Ulewny, deszczowy dzień w Hue przynosi chłód w każdym zakątku, ale tylko serca ludzi nie są zimne! Znajomy opowiedział nam o małym zakątku naprzeciwko dworca kolejowego w Hue – gdzie od dziesięcioleci obecni są sprzedawcy herbaty, więc odważyliśmy się tam dotrzeć, mimo deszczu.
Patrząc na obskurny stragan z napojami, z kilkoma mokrymi stolikami i krzesłami ukrytymi w ciemnym kącie, zrobiło mi się go żal. Sprzedawczyni zwracała się do siebie per „ciociu” w poufały sposób, w jaki zwracają się do mieszkańców Hue.
Powiedziała, że jej matka sprzedawała tu wodę pasażerom czekającym na pociąg od 1976 roku.

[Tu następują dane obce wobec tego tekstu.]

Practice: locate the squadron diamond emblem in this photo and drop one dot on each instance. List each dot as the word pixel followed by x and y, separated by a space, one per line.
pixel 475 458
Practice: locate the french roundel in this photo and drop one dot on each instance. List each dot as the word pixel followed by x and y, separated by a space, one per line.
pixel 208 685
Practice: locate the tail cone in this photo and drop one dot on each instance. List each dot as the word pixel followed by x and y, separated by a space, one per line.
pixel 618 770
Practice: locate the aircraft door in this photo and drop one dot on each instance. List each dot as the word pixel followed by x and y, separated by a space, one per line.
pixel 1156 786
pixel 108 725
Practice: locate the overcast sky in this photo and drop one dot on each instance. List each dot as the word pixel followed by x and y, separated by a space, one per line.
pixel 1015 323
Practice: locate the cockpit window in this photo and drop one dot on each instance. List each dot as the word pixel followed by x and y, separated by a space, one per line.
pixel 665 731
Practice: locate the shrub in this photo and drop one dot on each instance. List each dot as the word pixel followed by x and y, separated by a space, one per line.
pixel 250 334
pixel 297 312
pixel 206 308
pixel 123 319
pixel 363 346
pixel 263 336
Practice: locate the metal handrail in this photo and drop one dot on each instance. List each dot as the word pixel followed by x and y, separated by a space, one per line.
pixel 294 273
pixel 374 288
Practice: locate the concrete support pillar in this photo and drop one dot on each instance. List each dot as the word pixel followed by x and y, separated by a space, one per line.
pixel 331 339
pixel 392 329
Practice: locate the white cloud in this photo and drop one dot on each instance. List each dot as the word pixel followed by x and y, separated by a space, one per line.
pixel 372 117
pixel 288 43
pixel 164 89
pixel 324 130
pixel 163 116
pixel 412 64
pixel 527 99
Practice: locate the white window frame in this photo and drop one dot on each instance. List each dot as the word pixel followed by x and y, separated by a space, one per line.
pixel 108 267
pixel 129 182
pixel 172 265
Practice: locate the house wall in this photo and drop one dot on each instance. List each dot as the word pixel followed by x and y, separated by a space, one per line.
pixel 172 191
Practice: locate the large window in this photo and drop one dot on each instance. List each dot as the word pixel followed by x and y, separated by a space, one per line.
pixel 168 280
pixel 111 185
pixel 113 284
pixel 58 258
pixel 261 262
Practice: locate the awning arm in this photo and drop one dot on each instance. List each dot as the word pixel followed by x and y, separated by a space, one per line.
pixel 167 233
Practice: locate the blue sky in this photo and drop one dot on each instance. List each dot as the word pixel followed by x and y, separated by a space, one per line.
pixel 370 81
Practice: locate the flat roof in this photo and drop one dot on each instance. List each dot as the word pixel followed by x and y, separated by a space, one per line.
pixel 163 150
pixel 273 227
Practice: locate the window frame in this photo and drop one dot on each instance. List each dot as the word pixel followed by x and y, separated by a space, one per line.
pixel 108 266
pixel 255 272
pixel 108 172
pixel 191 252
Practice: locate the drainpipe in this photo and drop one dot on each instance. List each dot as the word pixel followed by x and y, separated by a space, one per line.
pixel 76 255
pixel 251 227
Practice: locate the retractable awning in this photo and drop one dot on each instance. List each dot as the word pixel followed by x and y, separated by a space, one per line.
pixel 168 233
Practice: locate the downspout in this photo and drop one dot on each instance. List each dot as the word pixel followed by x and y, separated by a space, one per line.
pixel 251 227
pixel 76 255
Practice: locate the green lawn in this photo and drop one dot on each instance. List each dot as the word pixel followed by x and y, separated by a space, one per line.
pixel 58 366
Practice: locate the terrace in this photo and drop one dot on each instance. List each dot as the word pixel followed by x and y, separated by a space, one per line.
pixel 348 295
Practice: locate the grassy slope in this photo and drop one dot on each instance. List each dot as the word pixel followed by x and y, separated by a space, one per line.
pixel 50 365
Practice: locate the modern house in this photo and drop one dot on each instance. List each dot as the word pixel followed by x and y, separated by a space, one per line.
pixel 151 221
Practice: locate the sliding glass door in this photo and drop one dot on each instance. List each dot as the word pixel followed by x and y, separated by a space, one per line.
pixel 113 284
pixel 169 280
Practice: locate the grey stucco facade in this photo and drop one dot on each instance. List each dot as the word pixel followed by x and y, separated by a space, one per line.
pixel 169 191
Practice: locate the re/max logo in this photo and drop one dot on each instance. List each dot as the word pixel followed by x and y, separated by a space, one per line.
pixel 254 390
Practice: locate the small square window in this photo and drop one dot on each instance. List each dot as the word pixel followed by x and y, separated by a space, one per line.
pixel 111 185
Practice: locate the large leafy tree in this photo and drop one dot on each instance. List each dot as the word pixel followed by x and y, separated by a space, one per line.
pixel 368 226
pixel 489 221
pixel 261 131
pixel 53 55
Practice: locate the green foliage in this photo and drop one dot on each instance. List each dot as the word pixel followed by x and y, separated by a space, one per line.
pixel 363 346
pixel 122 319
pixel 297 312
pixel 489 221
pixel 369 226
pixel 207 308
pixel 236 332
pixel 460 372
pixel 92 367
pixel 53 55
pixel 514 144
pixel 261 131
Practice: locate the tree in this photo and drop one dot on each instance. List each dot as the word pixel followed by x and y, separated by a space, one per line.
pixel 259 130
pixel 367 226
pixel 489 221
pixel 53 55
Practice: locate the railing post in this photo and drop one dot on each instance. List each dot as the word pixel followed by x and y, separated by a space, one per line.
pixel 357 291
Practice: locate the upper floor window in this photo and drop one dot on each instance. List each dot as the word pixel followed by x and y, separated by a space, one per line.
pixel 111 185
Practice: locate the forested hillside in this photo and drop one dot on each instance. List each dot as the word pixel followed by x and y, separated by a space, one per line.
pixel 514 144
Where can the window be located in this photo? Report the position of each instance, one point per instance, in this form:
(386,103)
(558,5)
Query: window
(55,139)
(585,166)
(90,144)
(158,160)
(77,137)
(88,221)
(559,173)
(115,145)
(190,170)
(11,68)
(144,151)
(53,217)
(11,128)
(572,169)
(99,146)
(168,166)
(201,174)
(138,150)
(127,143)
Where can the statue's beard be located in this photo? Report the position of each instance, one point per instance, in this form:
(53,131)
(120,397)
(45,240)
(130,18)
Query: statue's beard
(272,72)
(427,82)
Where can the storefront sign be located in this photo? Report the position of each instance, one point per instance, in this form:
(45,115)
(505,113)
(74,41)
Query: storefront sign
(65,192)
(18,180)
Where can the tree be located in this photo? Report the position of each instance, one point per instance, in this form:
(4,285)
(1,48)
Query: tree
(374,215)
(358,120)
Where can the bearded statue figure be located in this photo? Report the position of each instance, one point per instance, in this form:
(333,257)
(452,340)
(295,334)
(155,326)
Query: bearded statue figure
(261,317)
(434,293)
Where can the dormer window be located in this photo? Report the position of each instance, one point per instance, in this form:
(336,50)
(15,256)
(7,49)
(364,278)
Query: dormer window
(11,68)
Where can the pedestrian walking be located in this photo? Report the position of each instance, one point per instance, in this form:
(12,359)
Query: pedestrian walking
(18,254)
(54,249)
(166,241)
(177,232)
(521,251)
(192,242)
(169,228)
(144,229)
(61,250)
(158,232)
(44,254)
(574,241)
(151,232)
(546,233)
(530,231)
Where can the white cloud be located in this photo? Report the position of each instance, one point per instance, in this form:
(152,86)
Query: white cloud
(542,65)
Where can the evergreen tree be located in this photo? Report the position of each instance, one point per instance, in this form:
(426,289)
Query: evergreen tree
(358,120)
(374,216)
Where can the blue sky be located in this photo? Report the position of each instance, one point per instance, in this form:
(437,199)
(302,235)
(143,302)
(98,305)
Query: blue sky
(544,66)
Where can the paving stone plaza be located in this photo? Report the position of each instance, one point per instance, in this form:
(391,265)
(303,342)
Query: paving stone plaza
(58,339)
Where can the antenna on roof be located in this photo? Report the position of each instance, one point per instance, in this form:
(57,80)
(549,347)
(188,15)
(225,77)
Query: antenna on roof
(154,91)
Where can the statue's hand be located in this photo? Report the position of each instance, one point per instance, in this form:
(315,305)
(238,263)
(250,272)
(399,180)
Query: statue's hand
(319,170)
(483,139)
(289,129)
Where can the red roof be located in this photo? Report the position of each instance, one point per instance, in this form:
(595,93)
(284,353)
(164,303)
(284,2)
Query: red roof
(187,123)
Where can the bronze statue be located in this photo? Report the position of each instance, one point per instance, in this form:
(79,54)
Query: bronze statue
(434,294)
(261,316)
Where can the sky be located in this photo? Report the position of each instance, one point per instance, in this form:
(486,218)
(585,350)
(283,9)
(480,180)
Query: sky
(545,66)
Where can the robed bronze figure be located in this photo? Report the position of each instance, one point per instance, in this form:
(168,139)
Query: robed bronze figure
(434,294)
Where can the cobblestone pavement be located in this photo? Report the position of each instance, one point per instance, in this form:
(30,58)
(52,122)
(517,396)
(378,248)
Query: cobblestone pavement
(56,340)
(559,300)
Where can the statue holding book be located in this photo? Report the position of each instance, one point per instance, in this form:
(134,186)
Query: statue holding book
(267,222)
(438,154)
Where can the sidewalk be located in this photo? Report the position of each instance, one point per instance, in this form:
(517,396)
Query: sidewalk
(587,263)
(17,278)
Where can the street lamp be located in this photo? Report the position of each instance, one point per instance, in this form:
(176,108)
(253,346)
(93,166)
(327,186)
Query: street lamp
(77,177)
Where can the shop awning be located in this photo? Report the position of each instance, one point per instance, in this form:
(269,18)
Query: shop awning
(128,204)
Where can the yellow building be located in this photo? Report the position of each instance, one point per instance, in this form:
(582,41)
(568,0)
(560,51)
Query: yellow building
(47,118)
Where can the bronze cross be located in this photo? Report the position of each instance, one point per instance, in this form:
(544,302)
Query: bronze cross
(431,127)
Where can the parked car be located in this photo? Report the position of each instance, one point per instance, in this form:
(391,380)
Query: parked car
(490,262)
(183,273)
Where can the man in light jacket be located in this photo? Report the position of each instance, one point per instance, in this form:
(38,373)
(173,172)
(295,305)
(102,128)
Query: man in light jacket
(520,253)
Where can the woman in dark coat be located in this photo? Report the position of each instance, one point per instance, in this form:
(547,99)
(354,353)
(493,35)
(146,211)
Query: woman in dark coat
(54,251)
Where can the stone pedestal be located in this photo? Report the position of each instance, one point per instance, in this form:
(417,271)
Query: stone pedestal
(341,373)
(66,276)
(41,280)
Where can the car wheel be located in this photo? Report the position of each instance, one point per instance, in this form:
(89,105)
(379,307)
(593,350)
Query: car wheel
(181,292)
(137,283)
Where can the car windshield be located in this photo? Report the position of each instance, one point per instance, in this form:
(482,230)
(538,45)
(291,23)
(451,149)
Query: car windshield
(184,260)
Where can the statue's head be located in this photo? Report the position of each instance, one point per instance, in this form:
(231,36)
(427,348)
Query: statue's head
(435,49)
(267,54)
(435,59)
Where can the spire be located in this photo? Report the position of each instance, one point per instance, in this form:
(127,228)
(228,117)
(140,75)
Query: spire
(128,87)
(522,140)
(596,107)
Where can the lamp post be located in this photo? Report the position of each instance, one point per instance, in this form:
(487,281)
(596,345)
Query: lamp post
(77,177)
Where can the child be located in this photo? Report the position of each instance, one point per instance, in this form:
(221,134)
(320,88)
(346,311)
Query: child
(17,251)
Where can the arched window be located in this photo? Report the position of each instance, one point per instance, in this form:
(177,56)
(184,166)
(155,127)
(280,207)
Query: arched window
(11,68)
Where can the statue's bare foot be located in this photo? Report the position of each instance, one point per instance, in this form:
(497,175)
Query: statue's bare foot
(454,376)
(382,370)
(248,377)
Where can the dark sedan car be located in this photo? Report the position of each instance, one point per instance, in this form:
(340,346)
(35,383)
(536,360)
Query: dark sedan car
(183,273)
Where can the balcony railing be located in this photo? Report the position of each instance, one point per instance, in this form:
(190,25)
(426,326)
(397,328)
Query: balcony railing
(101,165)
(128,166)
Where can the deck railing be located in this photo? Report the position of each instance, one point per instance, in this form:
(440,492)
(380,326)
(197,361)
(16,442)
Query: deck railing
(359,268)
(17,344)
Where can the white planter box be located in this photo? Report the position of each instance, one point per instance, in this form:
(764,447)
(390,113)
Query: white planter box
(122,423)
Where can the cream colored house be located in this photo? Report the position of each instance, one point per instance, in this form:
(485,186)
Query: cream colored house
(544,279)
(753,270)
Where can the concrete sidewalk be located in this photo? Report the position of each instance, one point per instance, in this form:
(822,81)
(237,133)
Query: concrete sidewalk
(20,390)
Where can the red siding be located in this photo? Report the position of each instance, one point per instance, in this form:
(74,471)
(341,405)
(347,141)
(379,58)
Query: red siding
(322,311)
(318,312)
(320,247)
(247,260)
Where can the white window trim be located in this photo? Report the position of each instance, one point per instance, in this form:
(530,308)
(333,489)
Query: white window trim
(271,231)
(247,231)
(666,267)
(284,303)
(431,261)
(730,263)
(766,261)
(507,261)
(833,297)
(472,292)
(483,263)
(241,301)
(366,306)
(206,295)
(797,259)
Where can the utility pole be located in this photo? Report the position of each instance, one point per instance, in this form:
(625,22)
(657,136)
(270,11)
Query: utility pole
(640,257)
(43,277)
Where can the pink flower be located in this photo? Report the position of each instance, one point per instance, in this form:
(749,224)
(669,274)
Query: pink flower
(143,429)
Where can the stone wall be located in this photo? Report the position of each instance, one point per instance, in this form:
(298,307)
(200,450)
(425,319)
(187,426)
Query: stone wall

Było to jeszcze bardziej wzruszające, gdy postawiła na stole czajniczek, talerz pestek dyni, talerz pestek melona, talerz cukierków orzechowych, paczkę tytoniu, a obok stołu położyła fajkę wodną i termos – przedmioty, które nie mogłyby być bardziej wietnamskie!
Nagle, gdy usiadłem, poczułem ogromną miłość do zwykłych rzeczy, które przywykłem widzieć, a w moim sercu zrodziła się duma z tego, że jestem Wietnamczykiem.
Za każdym razem, gdy spotykam zagranicznych przyjaciół, z dumą przedstawiam się: „Jestem Wietnamką”. Podczas rozmowy z reżyserką i pisarką Xuan Phuong na Uniwersytecie Hue, pamiętam, jak powiedziała, że przed 10. rokiem życia nie zwracała uwagi na to, że jest Wietnamką, aż pewnego razu, gdy zobaczyła koleżankę z klasy stąpającą po cieniu flagi ojczyzny, serce ścisnęło jej się z dziwnego dyskomfortu i później wybrała drogę poświęcenia się ojczyźnie.
Chwila uświadomienia sobie, że „jestem Wietnamczykiem”, jest naprawdę cenna! Wielokrotnie w życiu przypominałem sobie o tej cennej rzeczy. Dziś wieczorem, po raz kolejny, na stacji w Hue, w deszczu, przy herbacie i migoczącym świetle lampy naftowej.

Dziś światło lampy naftowej jest słabe w jasnym świetle elektrycznym, ale to nie oznacza, że traci ona na wartości. Sprzedawczyni herbaty wspominała, że kiedyś stacja kolejowa w Hue nie była tak oświetlona jak teraz.
Naprzeciwko stacji znajdowała się długa smuga światła, tworząca małe kropki z lamp naftowych stojących obok siebie herbaciarni. Światło lamp naftowych było magiczne, choć jego celem nie było tylko oświetlenie, ale także umożliwienie klientom zapalenia tytoniu.
Stopniowo liczba stoisk z napojami malała, a zastępowały je rozmaite restauracje, kawiarnie, puby itp. Pozostało tylko około trzech stoisk, które nadal utrzymują prosty styl z przeszłości, ale zależy to od pogody.
Są dni, kiedy jest tylko jedna linia, jak dzisiaj. Pasażerowie przybywający na stację mogą przypadkiem natknąć się na stare rzeczy. Uważamy się za szczęśliwych gości, którzy mogą w pełni cieszyć się krajobrazem dawnego Wietnamu.
Nie jestem pewien, czy sprzedawczyni herbaty kocha kulturowe piękno przeszłości, czy też utrzymuje tę samą ekspozycję co kiedyś, aby zarobić na życie.
Ale jedno jest pewne: dzięki nielicznym ludziom takim jak ona, którzy nadal pracują na stacji kolejowej, młodzi ludzie, tacy jak my, mogą żyć w miłej atmosferze, ciesząc się tym, co znajome, nie tylko dla siebie, ale dla wielu pokoleń.
Jestem Wietnamczykiem i jestem z tego dumny!